Herr Klappekahl war wieder allein in seiner schönen Apotheke. Mit kleinen Schritten ging er auf und ab, fuhr zuweilen mit der Hand über die Marmorplatte des Ladentisches, ergriff diesen oder jenen Gegenstand und ließ ihn in der Sonne funkeln, strich mit dem Fuß den grünen Laufteppich glatt – bedächtig und zart, jede Bewegung eine Liebkosung.
Plötzlich ward die Türe aufgestoßen, und Fräulein Ernestine steckte einen Kopf mit sehr hoher Frisur ins Zimmer. »Vater –«
»Nun« – Herr Klappekahl schaute nicht auf, sondern rieb ein Gewicht an seinem Ärmel blank.
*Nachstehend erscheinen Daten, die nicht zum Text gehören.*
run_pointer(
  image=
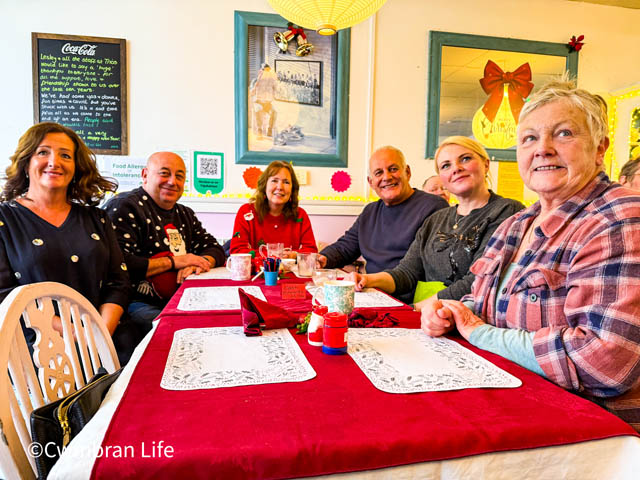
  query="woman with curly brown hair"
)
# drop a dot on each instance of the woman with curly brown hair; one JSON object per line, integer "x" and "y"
{"x": 272, "y": 215}
{"x": 50, "y": 228}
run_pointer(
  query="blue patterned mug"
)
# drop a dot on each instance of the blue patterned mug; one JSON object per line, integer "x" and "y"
{"x": 339, "y": 295}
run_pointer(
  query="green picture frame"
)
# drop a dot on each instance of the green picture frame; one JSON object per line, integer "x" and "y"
{"x": 338, "y": 115}
{"x": 435, "y": 101}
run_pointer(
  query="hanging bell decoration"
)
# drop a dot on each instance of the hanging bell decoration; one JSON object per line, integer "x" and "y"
{"x": 304, "y": 47}
{"x": 282, "y": 39}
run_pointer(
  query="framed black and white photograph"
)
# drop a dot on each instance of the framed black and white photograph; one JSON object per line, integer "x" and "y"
{"x": 291, "y": 92}
{"x": 299, "y": 81}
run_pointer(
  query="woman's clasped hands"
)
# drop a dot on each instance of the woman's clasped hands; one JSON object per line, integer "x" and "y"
{"x": 439, "y": 317}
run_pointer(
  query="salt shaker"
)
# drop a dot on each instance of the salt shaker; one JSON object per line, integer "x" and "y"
{"x": 335, "y": 333}
{"x": 316, "y": 322}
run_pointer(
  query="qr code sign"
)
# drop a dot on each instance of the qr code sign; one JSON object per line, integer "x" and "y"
{"x": 209, "y": 166}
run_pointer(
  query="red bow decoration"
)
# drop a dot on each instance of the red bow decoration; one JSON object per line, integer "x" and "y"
{"x": 575, "y": 44}
{"x": 519, "y": 83}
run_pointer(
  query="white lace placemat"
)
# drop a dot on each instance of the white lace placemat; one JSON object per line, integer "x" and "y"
{"x": 225, "y": 357}
{"x": 215, "y": 298}
{"x": 370, "y": 297}
{"x": 399, "y": 360}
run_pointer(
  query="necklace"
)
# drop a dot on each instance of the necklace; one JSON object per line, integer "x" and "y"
{"x": 456, "y": 220}
{"x": 531, "y": 230}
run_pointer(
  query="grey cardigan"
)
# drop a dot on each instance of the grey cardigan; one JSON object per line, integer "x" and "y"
{"x": 442, "y": 253}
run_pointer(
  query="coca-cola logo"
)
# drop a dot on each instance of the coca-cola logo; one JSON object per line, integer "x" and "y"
{"x": 85, "y": 49}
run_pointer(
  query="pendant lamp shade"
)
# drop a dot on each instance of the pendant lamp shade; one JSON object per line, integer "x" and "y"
{"x": 326, "y": 16}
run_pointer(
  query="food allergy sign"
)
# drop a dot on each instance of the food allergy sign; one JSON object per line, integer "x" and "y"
{"x": 80, "y": 82}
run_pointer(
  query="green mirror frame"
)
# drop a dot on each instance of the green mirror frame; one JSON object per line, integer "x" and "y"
{"x": 437, "y": 40}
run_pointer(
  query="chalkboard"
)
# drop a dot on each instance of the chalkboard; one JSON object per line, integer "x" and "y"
{"x": 81, "y": 82}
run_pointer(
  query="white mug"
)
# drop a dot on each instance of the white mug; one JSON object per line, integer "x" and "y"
{"x": 240, "y": 267}
{"x": 272, "y": 250}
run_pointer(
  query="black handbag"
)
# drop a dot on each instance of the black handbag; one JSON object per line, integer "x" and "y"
{"x": 54, "y": 425}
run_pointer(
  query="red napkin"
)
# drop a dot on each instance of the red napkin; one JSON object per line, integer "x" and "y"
{"x": 366, "y": 318}
{"x": 256, "y": 312}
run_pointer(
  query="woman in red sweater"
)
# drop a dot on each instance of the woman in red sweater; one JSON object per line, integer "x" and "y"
{"x": 273, "y": 216}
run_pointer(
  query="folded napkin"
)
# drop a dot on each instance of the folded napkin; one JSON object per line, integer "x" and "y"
{"x": 164, "y": 284}
{"x": 366, "y": 318}
{"x": 256, "y": 312}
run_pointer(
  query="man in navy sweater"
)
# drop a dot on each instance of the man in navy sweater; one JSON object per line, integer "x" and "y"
{"x": 385, "y": 229}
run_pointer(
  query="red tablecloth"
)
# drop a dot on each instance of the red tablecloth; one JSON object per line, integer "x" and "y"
{"x": 335, "y": 422}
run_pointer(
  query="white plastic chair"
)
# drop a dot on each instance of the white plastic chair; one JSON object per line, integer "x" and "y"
{"x": 62, "y": 364}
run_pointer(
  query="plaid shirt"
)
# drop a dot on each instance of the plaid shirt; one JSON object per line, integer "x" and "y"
{"x": 578, "y": 288}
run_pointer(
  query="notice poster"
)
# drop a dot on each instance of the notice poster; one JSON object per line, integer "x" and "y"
{"x": 208, "y": 172}
{"x": 510, "y": 185}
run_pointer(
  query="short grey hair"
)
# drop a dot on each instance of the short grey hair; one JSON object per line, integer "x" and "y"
{"x": 592, "y": 106}
{"x": 397, "y": 151}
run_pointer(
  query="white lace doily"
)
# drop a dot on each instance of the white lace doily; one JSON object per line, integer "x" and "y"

»Der junge Mensch ist um zwei Uhr morgens nach Hause gekommen; ich hab ihn gehört.«
»Ich weiß es, ich habe darüber mit ihm gesprochen.«
»Es ist ein Skandal! In seinem Zimmer habe ich soeben ein zerbrochenes Glas gefunden.«
»Setze es ihm auf die Rechnung.«
»Es ist schon das dritte.«
»Seine Sache.«
»Vater! Was hast du über die Rosa Neues erfahren?«
»Nichts.«
»Ach so! Ich dachte mir’s.«
Bums – Fräulein Ernestine warf die Türe ins Schloss und verschwand. Der Apotheker rückte einen Stuhl in den Sonnenschein, setzte sich und gab sich dem stillen Vergnügen hin, die Sonnenstrahlen bald auf dem rechten, bald auf dem linken Stiefel spielen zu lassen. Endlich gab die Türglocke einen hellen Ton von sich, und Ida Wulf erschien.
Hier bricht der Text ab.